Thursday, March 29, 2012
Is “Prozac” just “Placebo” misspelled?
A few facts:
In 2010 the top 5 antidepressants were prescribed 115 million times in the USA.
Antidepressants have side effects, the most common being weight gain, sexual dysfunction, and upset stomach. The most severe being suicidal thoughts and fatal birth defects.
Conclusion: These are not benign medications.
About me – I did not read just one article about antidepressants and then write a blog post about it. I have researched this topic. I have read many articles, and read the Newsweek article including the drug companies responses.

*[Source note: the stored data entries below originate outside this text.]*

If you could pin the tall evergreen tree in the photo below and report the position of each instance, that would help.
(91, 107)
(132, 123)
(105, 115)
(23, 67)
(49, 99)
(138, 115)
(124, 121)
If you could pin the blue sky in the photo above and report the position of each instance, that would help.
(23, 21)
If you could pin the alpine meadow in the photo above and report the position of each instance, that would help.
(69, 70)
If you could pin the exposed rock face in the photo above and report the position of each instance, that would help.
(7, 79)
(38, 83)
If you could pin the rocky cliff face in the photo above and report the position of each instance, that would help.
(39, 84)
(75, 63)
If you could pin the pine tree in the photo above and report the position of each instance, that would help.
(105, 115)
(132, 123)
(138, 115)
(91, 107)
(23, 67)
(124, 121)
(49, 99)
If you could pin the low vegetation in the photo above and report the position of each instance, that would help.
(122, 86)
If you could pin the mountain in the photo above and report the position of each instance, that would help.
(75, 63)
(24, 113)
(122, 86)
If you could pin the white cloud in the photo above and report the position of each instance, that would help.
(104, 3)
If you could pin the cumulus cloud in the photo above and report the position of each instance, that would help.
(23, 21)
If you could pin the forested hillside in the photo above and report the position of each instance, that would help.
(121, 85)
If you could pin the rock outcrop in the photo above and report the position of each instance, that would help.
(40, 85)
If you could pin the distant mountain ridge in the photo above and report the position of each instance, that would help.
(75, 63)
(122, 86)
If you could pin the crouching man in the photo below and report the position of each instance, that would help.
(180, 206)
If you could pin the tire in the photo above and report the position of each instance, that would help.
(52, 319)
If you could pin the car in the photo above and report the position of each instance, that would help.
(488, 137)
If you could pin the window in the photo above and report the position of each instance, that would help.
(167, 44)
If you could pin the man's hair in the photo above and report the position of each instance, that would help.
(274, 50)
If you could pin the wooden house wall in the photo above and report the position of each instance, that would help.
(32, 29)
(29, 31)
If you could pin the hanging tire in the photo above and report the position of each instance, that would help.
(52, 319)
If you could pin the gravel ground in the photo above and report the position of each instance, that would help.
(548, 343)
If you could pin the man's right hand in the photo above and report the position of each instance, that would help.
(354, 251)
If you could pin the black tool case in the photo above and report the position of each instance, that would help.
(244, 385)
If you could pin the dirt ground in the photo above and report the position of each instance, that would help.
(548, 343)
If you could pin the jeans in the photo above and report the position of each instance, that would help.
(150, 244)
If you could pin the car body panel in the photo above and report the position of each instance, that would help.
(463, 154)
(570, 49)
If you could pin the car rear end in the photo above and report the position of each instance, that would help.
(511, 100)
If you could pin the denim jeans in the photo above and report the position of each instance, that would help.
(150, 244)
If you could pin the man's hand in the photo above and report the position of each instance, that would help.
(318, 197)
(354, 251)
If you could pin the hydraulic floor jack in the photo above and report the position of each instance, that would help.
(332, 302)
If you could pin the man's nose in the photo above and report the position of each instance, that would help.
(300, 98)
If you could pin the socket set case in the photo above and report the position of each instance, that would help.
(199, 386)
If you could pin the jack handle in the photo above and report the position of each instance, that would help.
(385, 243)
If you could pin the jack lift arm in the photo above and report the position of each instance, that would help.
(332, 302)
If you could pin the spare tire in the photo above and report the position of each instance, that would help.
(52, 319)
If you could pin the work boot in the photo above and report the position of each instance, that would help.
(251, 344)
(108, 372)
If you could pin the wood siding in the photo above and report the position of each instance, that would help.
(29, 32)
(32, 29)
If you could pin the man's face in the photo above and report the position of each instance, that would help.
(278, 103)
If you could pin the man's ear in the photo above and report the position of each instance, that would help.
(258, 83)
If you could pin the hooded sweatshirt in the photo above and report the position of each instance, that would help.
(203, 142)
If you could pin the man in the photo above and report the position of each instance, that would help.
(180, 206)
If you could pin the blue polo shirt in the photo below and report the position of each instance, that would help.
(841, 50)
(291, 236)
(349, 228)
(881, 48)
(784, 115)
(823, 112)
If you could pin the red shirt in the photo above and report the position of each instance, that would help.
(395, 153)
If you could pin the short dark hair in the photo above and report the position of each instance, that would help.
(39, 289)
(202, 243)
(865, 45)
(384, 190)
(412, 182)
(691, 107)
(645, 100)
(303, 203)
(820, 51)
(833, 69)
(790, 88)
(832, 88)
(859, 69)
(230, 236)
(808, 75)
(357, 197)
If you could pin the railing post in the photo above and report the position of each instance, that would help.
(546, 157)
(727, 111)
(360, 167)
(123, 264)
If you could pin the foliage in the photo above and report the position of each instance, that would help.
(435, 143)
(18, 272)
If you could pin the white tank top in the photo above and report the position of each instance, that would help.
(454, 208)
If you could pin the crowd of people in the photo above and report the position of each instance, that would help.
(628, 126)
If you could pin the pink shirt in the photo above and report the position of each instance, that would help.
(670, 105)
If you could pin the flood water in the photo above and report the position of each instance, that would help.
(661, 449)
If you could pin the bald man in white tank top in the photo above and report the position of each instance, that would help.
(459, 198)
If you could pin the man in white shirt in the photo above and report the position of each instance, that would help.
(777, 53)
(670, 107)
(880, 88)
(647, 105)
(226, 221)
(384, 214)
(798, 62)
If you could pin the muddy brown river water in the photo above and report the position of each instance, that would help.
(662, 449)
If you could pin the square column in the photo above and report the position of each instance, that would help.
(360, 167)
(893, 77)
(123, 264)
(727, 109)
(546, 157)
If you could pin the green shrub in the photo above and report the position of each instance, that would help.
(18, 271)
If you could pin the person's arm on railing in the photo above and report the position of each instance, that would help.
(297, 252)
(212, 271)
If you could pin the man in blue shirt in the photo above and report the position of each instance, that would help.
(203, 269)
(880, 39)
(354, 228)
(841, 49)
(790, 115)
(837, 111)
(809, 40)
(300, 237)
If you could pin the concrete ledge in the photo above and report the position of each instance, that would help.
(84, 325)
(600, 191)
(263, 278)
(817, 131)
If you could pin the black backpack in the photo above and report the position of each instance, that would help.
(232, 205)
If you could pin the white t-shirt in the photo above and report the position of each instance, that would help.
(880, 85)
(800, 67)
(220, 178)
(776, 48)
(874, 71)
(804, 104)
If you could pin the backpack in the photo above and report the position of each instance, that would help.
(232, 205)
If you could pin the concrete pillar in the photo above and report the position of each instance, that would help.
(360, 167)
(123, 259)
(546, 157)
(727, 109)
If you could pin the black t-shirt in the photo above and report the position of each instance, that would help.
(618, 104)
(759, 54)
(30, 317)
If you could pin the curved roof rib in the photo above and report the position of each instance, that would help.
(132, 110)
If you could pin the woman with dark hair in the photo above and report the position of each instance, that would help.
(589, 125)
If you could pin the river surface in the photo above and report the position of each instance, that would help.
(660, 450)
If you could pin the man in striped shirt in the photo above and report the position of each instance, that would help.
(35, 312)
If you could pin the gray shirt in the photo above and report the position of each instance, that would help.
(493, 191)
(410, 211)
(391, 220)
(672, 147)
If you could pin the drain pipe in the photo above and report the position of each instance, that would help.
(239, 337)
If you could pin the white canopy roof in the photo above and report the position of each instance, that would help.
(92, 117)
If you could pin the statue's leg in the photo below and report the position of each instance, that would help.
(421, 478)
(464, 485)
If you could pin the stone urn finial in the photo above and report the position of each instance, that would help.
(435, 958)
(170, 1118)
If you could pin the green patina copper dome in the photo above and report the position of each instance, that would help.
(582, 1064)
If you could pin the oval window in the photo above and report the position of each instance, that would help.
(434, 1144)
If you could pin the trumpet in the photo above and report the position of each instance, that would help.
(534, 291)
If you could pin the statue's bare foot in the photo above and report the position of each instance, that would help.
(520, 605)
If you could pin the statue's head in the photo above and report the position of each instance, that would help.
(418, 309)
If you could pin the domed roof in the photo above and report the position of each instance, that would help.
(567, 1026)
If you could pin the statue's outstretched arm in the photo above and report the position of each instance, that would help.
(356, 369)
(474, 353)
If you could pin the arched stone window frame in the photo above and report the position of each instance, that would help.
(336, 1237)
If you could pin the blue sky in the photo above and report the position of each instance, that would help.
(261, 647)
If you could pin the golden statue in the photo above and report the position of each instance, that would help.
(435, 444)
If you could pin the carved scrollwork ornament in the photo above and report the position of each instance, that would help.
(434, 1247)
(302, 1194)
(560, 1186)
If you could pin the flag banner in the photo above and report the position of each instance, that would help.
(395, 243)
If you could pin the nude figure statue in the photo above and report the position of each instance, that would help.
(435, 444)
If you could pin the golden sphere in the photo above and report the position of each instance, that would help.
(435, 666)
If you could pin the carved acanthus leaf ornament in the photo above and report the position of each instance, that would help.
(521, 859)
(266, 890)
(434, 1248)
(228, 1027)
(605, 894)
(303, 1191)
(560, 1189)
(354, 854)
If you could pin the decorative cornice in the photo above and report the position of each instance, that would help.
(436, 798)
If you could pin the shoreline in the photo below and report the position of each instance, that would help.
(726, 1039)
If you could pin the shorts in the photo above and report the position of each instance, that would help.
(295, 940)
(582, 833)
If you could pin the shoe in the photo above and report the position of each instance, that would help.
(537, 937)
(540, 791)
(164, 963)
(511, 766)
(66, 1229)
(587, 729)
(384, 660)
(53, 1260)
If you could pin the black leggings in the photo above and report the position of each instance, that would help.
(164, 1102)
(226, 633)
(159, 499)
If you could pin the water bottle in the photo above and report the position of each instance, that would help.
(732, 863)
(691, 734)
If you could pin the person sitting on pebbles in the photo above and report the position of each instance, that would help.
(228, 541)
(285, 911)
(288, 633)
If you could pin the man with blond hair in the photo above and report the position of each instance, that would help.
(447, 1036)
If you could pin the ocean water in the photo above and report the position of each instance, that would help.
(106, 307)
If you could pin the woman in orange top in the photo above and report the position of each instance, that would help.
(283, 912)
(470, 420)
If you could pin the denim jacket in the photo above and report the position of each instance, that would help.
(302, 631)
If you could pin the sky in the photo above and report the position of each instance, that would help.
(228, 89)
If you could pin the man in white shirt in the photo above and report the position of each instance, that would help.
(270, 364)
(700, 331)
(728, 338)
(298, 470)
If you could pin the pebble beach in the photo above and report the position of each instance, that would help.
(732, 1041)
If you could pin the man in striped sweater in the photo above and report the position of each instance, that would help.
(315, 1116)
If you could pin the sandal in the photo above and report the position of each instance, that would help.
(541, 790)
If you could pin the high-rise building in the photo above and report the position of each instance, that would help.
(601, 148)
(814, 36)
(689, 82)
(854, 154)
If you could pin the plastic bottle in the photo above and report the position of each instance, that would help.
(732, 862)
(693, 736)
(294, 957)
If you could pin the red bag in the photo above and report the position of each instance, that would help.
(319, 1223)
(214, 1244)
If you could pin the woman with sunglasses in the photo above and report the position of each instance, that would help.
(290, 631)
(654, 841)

I have read studies sponsored by drug companies as well as those with no “Pharm” funding whatsoever.
I wrote before about the publication bias in antidepressant research.
If we look at EVERY published and unpublished study submitted to the FDA for a set of antidepressants and compare the drug response with placebo response, guess what we find?
I'll give you a hint...it's depressing.
Everyone in the studies took a "depression rating test" before and after the drug trial.
If patients on Prozac said they got got better by 10 points, those on Placebo got by 8 points. Yes, Placebo had 80% of the effect.
You want the exact numbers?
There is a scale for rating depression called HAM-D which has been used since 1960 for pretty much all antidepressant trials. The higher you score, the more depressed you are.
0-7 = No Depression
8-13 = Mild Depression
14-18 = Moderate Depression
19-22 = Severe depression
>23 = Very Severe Depression
So you take the test before the drug trial. Then you get either an antidepressant or placebo and take it for a few weeks. Then you take the test again. How much lower your score is = your improvement.
Average improvement on antidepressants: 9.6 points (that would move you 1-2 levels up on the scale, like from severe to mild, and from moderate to mild or none.)
So that’s some real improvement
Average improvement on Placebo = 7.8
So the medication works better than placebo – but not much. How do we tell if that difference matters? Does a difference of 1.8 points matter? If you do a statistical analysis – YEP, it’s significant.
If you do a clinical analysis (do the patients notice any real difference?) – NOPE, it's insignificant.
It turns out that to be clinically significant the drug needs to be at least 3 points better than the placebo. (So says the National Institute for Clinical Excellence)
SO WHAT DOES IT ALL MEAN?
Americans are taking drugs for depression and their depression is getting better. If they were getting a sugar pill (but thought it was the drug) they’d do just about as well.
So you tell me - Knowing the side effects and the costs – is it worth it?